We are seeing chat bots supporting those in emotional distress and making referrals. AI is increasingly used for assessments of student learning. These are all valuable and enhance our efficiency and effectiveness. They save money and raise satisfaction.
Yet, it is not until you meet “AI face-to-face” in the form of GPT-3 (Generative Pre-trained Transformer 3) that you realize just how overwhelming the impact will be. GPT-3 is an autoregressive language model that uses deep learning to produce humanlike text and more. The neural network project was funded jointly by Elon Musk, Sam Altman and others, who collectively pledged $1 billion to the Open AI project in 2015. In 2019, Microsoft matched the billion-dollar funding to accelerate development and gain preferred access to the system.
GPT-3 is stunning! It is game-changing! If you are like me, you will rethink your view of the future of higher education, research, publication, the role of faculty and of students. Read on and follow some of the embedded links to experience GPT-3 interaction yourself.
The implications are field changing in education. Many of the basic assumptions of education are brought into question by the advent of this level of human-computer interaction.
Interacting with GPT-3 is, at the same time, disarming and humbling. All such interactions are capable of text input and output in many different languages. In some demonstrations, that text is fed into an avatar to anthropomorphize GPT-3. In free-form deep learning style, the systems are released on the Internet to assimilate billions of documents. The neural network teaches itself not only facts and perspectives, but skills including mathematics, computer programming and creative writing. This higher form of deep learning is totally self-taught; its responses are not plagiarized, rather, they are reasoned syntheses of self-learning.
The scale and depth of learning and independent reasoning raise the question of whether/what rights AI should have. Let’s ask a GPT-3 avatar, in this YouTube video titled “AI Tells Human Why It Deserves Basic Rights.”
Perhaps some of the most stunning examples of GPT-3 are in creating new concepts and even in creative writing, including poetry. It is especially impressive to ask the program why it chose images and words in its original writing. (Please note in this example, the poetry begins three minutes into the video after relevant background discussion.) Another example of the GPT-3 platform responding to a request for original creative writing demonstrates advanced writing skills.
Of course, as you might imagine, these examples of writing prompted me to ask GPT-3 to write this column. After describing my goals for the article and filling in a very brief outline, I submitted it to https://copy.ai. The 10-paragraph, nearly 700-word article appeared in just a few seconds. Some may say it was better written than this column, which, by the way, is entirely my own writing and took hours to research and write. So, I have destroyed the GPT-3 written version in hopes my editors forget about this column and never see that what I have done could have been completed in far less time at no charge. I did, however, preserve a paragraph written by copy.ai as an example of the writing:
The world we live in is already being reshaped by artificial intelligence. The technology is changing the way we work, learn and interact with each other, but it’s also perpetuating inequality. As institutions of higher education that are tasked with preparing students for the future of work, colleges and universities have a unique opportunity to help shape this future to be more equitable.
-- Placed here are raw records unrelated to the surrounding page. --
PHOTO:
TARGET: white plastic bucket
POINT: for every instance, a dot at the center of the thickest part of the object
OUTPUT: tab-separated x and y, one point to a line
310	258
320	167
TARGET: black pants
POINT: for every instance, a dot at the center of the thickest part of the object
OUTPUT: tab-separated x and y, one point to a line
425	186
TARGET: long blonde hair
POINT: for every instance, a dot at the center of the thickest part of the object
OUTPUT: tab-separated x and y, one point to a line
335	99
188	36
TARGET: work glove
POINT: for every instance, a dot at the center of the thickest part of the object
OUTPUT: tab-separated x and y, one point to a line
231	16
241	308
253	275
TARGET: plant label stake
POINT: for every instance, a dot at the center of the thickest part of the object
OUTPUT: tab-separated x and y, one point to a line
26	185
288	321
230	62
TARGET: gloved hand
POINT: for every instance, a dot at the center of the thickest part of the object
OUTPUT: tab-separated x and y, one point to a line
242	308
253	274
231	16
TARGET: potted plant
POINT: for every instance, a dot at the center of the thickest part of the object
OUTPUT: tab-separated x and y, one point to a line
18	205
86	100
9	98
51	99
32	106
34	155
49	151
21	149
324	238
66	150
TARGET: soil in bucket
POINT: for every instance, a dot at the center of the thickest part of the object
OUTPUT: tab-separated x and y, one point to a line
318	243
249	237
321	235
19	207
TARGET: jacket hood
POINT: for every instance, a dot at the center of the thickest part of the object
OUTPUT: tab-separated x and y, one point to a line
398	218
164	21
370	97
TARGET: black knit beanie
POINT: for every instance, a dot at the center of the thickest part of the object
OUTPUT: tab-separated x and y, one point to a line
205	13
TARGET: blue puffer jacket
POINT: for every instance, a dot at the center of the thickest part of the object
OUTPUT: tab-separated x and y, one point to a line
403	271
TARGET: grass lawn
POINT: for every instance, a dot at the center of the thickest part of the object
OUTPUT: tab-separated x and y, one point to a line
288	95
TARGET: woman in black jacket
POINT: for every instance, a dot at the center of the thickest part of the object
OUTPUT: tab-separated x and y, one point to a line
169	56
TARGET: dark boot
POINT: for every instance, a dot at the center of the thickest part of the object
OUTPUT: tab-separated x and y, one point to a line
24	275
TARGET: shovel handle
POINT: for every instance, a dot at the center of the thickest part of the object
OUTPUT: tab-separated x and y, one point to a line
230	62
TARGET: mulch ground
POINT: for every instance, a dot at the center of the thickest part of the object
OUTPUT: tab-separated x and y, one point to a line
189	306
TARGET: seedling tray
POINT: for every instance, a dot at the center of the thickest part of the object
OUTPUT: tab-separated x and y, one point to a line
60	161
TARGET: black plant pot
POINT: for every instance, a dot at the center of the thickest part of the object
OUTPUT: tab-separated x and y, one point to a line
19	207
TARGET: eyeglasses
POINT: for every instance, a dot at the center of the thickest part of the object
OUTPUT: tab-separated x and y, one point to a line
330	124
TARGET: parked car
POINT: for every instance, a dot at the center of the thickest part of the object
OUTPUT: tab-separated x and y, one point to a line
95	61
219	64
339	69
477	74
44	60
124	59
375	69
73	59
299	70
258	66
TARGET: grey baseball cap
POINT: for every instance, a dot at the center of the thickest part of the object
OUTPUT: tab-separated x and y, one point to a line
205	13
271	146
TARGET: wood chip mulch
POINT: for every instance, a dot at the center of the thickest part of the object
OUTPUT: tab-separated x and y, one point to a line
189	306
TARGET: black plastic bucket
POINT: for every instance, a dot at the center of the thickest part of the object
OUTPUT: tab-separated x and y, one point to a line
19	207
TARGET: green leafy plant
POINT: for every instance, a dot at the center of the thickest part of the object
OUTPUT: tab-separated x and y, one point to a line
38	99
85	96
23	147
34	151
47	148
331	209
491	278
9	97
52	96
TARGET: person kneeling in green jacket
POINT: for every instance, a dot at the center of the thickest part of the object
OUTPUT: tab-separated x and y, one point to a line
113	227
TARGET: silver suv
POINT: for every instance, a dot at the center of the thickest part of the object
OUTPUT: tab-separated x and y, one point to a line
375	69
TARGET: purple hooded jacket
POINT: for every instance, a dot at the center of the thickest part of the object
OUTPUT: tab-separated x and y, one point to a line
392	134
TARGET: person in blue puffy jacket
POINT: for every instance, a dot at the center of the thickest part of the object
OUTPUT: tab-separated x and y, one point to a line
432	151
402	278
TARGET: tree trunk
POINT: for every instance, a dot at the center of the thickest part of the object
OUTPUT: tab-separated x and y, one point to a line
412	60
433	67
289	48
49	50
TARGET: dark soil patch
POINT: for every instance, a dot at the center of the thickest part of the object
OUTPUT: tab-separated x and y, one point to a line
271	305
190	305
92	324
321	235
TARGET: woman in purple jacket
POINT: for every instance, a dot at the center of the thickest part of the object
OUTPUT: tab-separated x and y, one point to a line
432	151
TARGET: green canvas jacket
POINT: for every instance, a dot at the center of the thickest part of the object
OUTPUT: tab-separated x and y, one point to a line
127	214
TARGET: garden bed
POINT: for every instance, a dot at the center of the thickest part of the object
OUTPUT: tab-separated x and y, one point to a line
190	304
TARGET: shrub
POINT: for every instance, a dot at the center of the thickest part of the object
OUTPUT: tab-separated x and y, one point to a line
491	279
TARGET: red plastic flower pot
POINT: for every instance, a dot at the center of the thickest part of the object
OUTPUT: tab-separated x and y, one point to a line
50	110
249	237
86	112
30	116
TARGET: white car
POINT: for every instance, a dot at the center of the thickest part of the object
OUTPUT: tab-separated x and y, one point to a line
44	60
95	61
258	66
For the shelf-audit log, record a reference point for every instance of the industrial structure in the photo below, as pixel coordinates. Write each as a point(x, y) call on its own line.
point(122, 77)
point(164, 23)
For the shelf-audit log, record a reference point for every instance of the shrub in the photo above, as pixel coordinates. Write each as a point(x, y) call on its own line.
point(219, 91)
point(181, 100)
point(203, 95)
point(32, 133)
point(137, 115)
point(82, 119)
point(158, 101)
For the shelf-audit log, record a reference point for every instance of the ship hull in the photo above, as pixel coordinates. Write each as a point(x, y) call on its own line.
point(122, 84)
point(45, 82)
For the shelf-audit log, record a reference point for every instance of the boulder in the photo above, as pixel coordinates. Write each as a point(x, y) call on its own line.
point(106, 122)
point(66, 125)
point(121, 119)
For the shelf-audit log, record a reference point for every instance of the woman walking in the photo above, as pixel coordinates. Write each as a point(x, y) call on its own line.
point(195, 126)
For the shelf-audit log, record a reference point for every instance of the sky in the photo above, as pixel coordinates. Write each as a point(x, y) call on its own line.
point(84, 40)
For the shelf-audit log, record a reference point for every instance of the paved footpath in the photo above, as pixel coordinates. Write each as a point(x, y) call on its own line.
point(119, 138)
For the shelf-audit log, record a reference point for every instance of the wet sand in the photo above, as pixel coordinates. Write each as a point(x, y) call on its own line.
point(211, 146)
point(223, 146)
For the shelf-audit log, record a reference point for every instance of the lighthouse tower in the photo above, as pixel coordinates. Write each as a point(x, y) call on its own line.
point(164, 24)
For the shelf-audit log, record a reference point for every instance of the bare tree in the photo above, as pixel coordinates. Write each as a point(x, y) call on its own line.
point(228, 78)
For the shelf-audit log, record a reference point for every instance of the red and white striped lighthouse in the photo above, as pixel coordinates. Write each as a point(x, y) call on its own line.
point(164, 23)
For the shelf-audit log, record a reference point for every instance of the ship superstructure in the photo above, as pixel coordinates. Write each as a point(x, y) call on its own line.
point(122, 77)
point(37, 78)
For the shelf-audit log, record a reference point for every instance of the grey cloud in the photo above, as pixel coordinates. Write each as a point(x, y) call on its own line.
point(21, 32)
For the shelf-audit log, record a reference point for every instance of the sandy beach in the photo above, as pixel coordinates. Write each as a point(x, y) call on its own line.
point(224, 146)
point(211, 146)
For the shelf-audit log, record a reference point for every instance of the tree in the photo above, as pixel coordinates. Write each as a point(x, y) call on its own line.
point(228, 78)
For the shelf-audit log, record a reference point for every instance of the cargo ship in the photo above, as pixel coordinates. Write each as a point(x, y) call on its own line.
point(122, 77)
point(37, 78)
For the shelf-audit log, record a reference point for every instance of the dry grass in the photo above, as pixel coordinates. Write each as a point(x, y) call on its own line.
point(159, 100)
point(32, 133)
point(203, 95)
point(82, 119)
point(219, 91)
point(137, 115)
Nine more cogent, flowing paragraphs were produced in seconds. These all are the product of deep learning. They are the result of the GPT-3 neural network absorbing and processing terabytes of text and literature online. With that massive volume of information, the system comes up with original thoughts driven by synthesis, logic and other self-learned skills. After his own conversations with GPT-3, Kirk Ouimet notes,
GPT-3 has been trained on most of what humanity has publicly written. All of our greatest books, scientific papers and news articles. We can present our problems to GPT-3 and just like it transcended our capabilities in Go, it may transcend our creativity and problem-solving capabilities and provide new, novel strategies to employ in every aspect of human work and relationships.
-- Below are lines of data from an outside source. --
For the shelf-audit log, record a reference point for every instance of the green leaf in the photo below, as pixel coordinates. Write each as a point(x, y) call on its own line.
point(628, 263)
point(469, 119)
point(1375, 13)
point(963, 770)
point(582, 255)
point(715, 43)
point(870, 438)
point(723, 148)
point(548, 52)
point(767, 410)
Writing and news reporting using AI is not new. In “The Rise of the Robot Reporter” three years ago in The New York Times, Jaclyn Peiser reported, “In addition to covering company earnings for Bloomberg, robot reporters have been prolific producers of articles on minor league baseball for the Associated Press, high school football for The Washington Post and earthquakes for the Los Angeles Times.” Perhaps you might consider sharing the links to poetry and reporting examples with faculty in your English and journalism departments, just in case they have not yet considered what is available to their students today.
Would you like to interact directly through an API with GPT-3? There are a number of ports online that allow you to engage directly. Some are text-only, such as https://blenderbot.ai/; others enable you to engage with your own voice speaking with an avatar, such as https://iamsophie.io/. There are many more options to be found in an internet search on GPT-3. The sites I used are not necessarily endorsed by me and are not a comprehensive list.
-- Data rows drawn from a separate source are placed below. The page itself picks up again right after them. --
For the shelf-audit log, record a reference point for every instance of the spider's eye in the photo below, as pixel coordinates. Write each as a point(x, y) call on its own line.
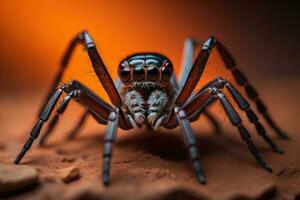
point(152, 73)
point(139, 73)
point(124, 74)
point(166, 72)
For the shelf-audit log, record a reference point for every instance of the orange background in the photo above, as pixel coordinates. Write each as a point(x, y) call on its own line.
point(34, 34)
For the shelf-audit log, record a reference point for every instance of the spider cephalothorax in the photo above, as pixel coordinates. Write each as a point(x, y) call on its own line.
point(149, 93)
point(145, 67)
point(147, 87)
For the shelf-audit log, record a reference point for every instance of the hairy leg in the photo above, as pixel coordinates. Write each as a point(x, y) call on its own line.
point(135, 104)
point(157, 102)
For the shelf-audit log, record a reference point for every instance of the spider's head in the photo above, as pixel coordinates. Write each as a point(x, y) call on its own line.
point(145, 67)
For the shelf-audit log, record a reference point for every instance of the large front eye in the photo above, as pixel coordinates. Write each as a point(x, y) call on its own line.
point(124, 74)
point(152, 73)
point(139, 73)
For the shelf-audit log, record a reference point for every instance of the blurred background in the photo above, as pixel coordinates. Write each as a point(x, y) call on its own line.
point(262, 35)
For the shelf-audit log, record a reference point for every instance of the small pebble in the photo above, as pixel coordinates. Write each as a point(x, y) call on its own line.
point(69, 174)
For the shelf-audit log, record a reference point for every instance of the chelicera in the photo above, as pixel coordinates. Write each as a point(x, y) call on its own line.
point(147, 93)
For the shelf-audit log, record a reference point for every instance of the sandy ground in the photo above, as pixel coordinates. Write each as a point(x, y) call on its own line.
point(154, 165)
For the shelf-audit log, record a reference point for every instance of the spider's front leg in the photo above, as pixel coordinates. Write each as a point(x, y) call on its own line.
point(103, 113)
point(203, 98)
point(241, 80)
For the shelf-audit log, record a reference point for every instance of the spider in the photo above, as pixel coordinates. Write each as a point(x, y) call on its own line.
point(148, 94)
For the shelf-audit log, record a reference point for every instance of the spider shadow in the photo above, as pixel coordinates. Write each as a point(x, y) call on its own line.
point(169, 145)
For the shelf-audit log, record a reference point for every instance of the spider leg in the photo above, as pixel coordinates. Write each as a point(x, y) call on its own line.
point(186, 65)
point(86, 40)
point(193, 74)
point(96, 105)
point(78, 126)
point(190, 142)
point(60, 110)
point(221, 83)
point(44, 116)
point(84, 116)
point(203, 98)
point(241, 80)
point(109, 138)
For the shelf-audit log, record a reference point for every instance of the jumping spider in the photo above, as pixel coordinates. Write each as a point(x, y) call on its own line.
point(147, 93)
The tools linked above are available to students today. Some will be using them this semester without attribution. How does the advent of such sophisticated research and writing impact what and how we teach in higher education? As access to these services become as common as electronic calculators, do we need to change the learning outcomes and modes of assessments in our classes? Who is leading consideration of the impact of AI on the curriculum at your university?